I do not know whether my friend will carry out his threat of compiling such a work, but if he ever does I claim the collection will be incomplete unless in his pages he includes the narrative pertaining to that colored person who was condemned to death on the scaffold, and who was unable to readjust himself to the prospect. The nearer the date of execution came the greater became the reluctance on his part, until toward the end it amounted with him to what might be called a positive diffidence.

On the night before the fatal day a clergyman sat with the prisoner striving by counsel and admonition to prepare him for the ordeal.

“My brother, my poor brother,” said the minister, soothingly, “try to face the fate which confronts you on the morrow with courage and resolution. Remember that thousands and thousands before you all through the ages, some justly condemned and some unjustly, have suffered this same punishment with fortitude. Even the early Christian martyrs died much as you must die.”

“Yas, suh, I knows,” quavered the condemned, “but—but it wuz a hobby wid them.”

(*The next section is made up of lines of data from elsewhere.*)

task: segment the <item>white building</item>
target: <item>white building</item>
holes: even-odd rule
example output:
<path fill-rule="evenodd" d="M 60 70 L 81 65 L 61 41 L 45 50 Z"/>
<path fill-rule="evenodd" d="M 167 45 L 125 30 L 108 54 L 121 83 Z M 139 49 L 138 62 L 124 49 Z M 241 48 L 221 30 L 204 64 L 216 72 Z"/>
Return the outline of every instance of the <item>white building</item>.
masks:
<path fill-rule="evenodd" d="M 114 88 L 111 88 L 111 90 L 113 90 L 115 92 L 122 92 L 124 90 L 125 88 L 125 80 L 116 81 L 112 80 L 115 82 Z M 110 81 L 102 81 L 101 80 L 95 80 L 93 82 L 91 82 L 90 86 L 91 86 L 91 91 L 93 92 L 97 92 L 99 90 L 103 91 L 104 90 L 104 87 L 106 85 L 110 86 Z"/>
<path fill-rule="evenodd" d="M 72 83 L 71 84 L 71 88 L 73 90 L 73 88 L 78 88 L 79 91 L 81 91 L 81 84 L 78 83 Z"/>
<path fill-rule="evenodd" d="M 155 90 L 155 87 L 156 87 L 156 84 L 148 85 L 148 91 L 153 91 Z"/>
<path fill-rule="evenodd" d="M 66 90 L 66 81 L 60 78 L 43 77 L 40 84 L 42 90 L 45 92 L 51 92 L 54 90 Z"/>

§ 57 Something Like a Wampus, Probably

They were holding an examination of aspirants for the position of principal of a colored grade school in Louisville. One of the most promising candidates for the vacancy was a small yellow man, who wore shiny, gold-rimmed spectacles, and bore himself with that air of assurance which learning sometimes imparts.

The superintendent of the public school system was sounding the qualifications of this person. The subject was syntax. The inquisitor would choose a word at random from the lexicon and the applicant would give his conception of its proper definition.

Out of a clear sky, so to speak, the superintendent sped this one:

“Jeopardy.”

The candidate froze stiff. His eyes rolled in his head as he recoiled from the shock.